How much heat is required to convert solid ice with a mass of 810 g and at a temperature of -18.0 °C to liquid water at a temperature of 62.5 °C? (The specific heat of ice is cice = 2100 J/kgK, the specific heat of water is cwater = 4186.8 J/kgK, and the heat of fusion for water is: Lf = 334 kJ/kg.)
To calculate the amount of heat required to convert solid ice to liquid water, we need to consider the following steps:
Step 1: Calculate the heat required to raise the temperature of the ice from -18.0 °C to 0 °C.
Step 2: Calculate the heat required to melt the ice at its melting point.
Step 3: Calculate the heat required to raise the temperature of the water from 0 °C to 62.5 °C.
Step 4: Sum up the results from steps 1, 2, and 3 to find the total heat required.
Let's go through each step in detail:
Step 1: Calculate the heat required to raise the temperature of the ice from -18.0 °C to 0 °C.
The specific heat capacity of ice (cice) is given as 2100 J/kgK. To calculate the heat required (Q1), we can use the formula:
Q1 = mass * cice * ΔT1
where:
- mass is the mass of ice (810 g = 0.81 kg)
- cice is the specific heat capacity of ice (2100 J/kgK)
- ΔT1 is the temperature change (0 °C - (-18.0 °C) = 18.0 °C)
Plugging in the values, we get:
Q1 = 0.81 kg * 2100 J/kgK * 18.0 °C
= 30618 J
Step 2: Calculate the heat required to melt the ice at its melting point.
The heat of fusion for water (Lf) is given as 334 kJ/kg. To calculate the heat required (Q2), we can use the formula:
Q2 = mass * Lf
where:
- mass is the mass of ice (810 g = 0.81 kg)
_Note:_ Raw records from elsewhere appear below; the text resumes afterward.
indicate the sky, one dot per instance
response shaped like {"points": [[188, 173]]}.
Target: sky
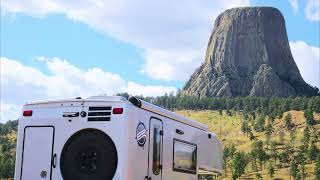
{"points": [[57, 48]]}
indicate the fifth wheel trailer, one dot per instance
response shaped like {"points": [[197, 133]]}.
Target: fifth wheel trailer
{"points": [[109, 137]]}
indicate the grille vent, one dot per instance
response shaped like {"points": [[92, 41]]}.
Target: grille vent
{"points": [[99, 113]]}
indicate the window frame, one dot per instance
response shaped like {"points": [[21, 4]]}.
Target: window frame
{"points": [[173, 157], [154, 166]]}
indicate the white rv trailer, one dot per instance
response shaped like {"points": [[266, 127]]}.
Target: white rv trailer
{"points": [[109, 137]]}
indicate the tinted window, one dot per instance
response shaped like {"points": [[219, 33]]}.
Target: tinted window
{"points": [[184, 157], [156, 150]]}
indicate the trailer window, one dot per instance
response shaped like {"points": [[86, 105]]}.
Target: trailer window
{"points": [[184, 156], [156, 165]]}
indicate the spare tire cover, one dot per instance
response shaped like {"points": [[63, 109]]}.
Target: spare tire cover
{"points": [[89, 155]]}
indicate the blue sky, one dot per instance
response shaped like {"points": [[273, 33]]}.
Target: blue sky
{"points": [[56, 48]]}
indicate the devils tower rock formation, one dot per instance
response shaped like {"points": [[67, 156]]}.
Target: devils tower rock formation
{"points": [[248, 54]]}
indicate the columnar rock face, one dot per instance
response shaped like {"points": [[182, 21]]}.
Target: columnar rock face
{"points": [[248, 54]]}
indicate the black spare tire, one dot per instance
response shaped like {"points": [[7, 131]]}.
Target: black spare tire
{"points": [[89, 155]]}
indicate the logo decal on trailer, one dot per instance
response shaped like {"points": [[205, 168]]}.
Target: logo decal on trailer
{"points": [[141, 134]]}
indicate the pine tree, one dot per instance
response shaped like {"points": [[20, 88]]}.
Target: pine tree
{"points": [[288, 120], [238, 165], [294, 168], [317, 168], [293, 136], [270, 171]]}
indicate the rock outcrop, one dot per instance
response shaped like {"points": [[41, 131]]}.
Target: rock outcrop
{"points": [[248, 54]]}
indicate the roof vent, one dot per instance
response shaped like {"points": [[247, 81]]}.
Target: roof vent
{"points": [[99, 113], [135, 101]]}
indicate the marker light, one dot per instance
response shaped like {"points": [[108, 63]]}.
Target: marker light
{"points": [[117, 110], [27, 113]]}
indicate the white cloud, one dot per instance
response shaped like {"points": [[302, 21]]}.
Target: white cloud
{"points": [[312, 10], [295, 6], [173, 34], [21, 83], [307, 59]]}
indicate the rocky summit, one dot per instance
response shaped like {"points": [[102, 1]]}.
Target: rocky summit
{"points": [[248, 54]]}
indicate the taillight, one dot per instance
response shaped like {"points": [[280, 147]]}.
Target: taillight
{"points": [[117, 110], [27, 113]]}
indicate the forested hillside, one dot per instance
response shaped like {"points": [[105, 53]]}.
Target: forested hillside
{"points": [[262, 137]]}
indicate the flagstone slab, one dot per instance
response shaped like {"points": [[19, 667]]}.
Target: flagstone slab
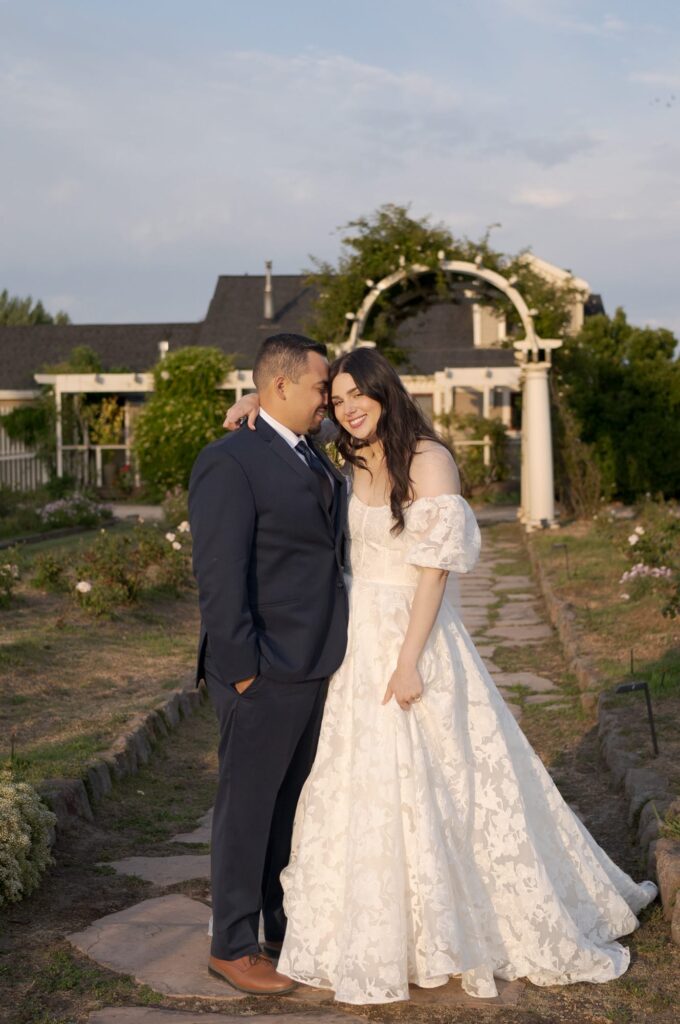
{"points": [[485, 649], [513, 583], [556, 699], [162, 942], [540, 684], [149, 1015], [165, 870], [519, 613], [514, 710], [516, 633], [452, 994], [200, 835]]}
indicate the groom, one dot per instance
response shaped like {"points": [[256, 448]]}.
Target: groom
{"points": [[266, 512]]}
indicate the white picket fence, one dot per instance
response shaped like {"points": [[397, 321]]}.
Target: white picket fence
{"points": [[20, 468]]}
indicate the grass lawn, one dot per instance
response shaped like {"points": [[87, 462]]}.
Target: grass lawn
{"points": [[69, 682], [620, 634], [615, 632]]}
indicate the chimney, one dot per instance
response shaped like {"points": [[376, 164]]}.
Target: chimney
{"points": [[268, 297]]}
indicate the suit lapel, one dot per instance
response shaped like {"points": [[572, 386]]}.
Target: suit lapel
{"points": [[285, 452]]}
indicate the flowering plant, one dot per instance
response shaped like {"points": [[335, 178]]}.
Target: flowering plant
{"points": [[77, 510], [8, 576], [25, 830], [655, 547]]}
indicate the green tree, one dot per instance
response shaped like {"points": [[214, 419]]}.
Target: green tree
{"points": [[623, 383], [184, 413], [34, 424], [19, 312], [376, 246]]}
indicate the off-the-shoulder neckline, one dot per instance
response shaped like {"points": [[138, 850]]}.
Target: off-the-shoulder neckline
{"points": [[425, 498]]}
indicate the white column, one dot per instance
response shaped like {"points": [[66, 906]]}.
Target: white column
{"points": [[58, 431], [538, 501], [485, 412]]}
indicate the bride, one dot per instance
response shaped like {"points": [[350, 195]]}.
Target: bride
{"points": [[429, 839]]}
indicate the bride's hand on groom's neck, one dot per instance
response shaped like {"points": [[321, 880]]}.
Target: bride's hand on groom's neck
{"points": [[247, 408]]}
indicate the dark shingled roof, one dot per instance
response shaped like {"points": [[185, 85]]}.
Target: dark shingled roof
{"points": [[236, 316], [25, 350], [440, 335], [593, 305], [436, 336]]}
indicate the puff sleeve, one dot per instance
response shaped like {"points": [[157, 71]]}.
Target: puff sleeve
{"points": [[442, 534]]}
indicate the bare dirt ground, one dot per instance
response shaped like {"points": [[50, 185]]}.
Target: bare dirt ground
{"points": [[69, 682], [44, 981]]}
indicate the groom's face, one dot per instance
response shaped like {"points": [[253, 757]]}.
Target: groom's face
{"points": [[307, 396]]}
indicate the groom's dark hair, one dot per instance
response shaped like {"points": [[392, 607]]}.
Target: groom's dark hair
{"points": [[284, 353]]}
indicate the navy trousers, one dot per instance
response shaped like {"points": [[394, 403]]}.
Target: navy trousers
{"points": [[268, 737]]}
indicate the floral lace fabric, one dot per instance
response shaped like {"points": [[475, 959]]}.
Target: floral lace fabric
{"points": [[434, 843]]}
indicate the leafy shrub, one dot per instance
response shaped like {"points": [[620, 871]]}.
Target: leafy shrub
{"points": [[184, 414], [119, 568], [9, 573], [51, 571], [653, 547], [175, 506], [49, 508], [25, 829], [75, 511]]}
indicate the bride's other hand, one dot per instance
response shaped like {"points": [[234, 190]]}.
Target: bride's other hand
{"points": [[406, 686], [246, 408]]}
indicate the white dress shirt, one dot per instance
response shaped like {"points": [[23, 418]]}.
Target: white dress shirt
{"points": [[290, 437]]}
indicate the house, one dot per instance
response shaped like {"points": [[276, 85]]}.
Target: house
{"points": [[458, 357]]}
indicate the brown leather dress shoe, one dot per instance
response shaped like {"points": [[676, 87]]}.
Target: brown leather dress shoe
{"points": [[271, 948], [253, 974]]}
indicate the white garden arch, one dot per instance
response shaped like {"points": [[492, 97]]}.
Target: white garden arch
{"points": [[533, 353]]}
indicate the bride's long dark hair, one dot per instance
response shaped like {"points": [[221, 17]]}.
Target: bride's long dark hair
{"points": [[400, 426]]}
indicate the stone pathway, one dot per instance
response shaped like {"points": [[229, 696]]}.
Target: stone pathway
{"points": [[163, 942]]}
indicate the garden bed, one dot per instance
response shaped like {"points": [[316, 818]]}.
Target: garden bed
{"points": [[70, 679]]}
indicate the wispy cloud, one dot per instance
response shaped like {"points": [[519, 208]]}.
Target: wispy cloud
{"points": [[543, 198], [559, 15], [661, 79]]}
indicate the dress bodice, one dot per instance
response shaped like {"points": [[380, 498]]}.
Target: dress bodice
{"points": [[439, 532]]}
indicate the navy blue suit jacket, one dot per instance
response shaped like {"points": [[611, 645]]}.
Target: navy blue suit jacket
{"points": [[268, 559]]}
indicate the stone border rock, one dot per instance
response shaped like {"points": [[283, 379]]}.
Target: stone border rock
{"points": [[645, 790], [73, 799]]}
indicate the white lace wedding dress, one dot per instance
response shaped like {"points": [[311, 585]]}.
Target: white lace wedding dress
{"points": [[433, 842]]}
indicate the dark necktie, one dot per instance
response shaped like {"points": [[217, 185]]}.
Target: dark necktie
{"points": [[316, 466]]}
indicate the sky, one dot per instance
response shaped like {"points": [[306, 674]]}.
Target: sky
{"points": [[150, 145]]}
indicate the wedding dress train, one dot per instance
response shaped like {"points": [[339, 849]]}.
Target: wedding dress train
{"points": [[433, 842]]}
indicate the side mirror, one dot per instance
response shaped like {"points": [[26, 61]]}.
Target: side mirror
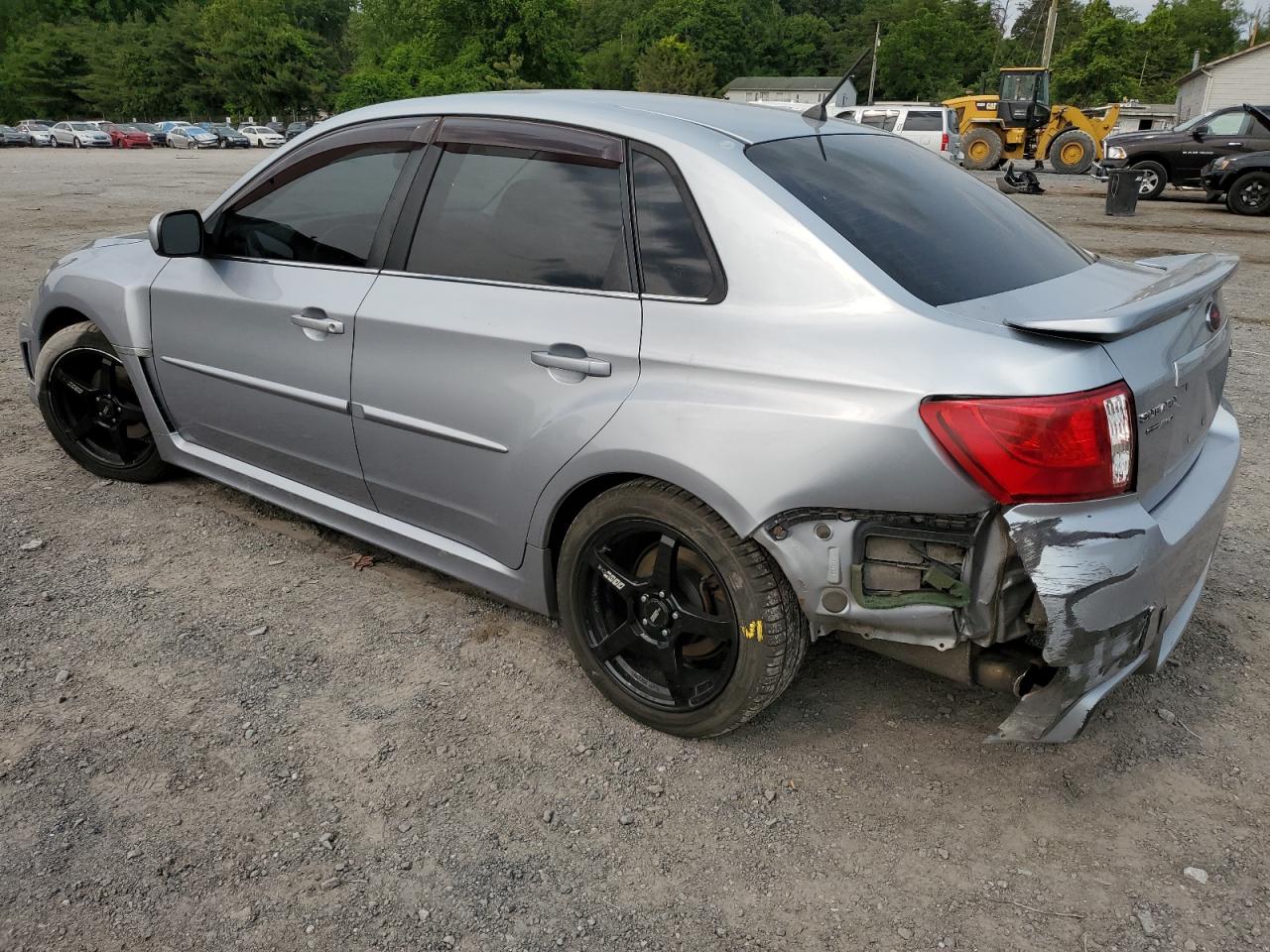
{"points": [[177, 234]]}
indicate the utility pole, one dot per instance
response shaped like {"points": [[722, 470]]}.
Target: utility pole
{"points": [[1049, 35], [873, 70]]}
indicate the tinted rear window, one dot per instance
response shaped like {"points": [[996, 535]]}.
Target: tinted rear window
{"points": [[935, 229], [925, 121], [525, 217]]}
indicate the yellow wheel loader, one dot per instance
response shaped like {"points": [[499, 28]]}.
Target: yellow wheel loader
{"points": [[1020, 123]]}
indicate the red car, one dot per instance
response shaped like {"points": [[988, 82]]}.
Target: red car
{"points": [[127, 137]]}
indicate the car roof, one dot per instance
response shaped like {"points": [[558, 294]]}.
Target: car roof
{"points": [[633, 114]]}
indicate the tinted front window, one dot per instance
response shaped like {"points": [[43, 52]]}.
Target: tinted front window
{"points": [[525, 217], [1227, 123], [672, 255], [326, 214], [938, 231], [925, 121]]}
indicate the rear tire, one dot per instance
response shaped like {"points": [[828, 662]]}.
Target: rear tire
{"points": [[1153, 181], [91, 409], [980, 149], [1072, 153], [647, 555], [1250, 194]]}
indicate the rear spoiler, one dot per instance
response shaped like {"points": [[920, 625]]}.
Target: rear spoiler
{"points": [[1157, 302]]}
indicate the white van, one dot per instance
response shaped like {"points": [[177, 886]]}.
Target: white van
{"points": [[929, 125]]}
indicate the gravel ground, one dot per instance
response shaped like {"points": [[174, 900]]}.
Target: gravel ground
{"points": [[216, 731]]}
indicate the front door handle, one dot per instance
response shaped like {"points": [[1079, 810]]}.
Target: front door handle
{"points": [[317, 325], [587, 366]]}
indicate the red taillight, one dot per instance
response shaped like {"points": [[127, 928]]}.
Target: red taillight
{"points": [[1040, 449]]}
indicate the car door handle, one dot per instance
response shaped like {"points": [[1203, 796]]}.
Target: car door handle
{"points": [[324, 325], [588, 366]]}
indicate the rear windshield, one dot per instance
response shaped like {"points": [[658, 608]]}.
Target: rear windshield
{"points": [[935, 229], [924, 121]]}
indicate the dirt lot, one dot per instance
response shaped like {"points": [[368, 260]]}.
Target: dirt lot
{"points": [[216, 734]]}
- Lf is the heat of fusion for water (334 kJ/kg = 334,000 J/kg)
Plugging in the values, we get:
Q2 = 0.81 kg * 334,000 J/kg
= 270,540 J
Step 3: Calculate the heat required to raise the temperature of the water from 0 °C to 62.5 °C.
The specific heat capacity of water (cwater) is given as 4186.8 J/kgK. To calculate the heat required (Q3), we can use the formula:
Q3 = mass * cwater * ΔT2
where:
- mass is the mass of water (which is equal to the mass of ice since the ice melted)
- cwater is the specific heat capacity of water (4186.8 J/kgK)
- ΔT2 is the temperature change (62.5 °C - 0 °C = 62.5 °C)
Plugging in the values, we get:
Q3 = 0.81 kg * 4186.8 J/kgK * 62.5 °C
= 216,408 J
Step 4: Calculate the total heat required.
To find the total heat required (Qtot), we sum up the results from steps 1, 2, and 3:
Qtot = Q1 + Q2 + Q3
= 30618 J + 270540 J + 216408 J
= 517,566 J
Therefore, the heat required to convert solid ice with a mass of 810 g and at a temperature of -18.0 °C to liquid water at a temperature of 62.5 °C is 517,566 J.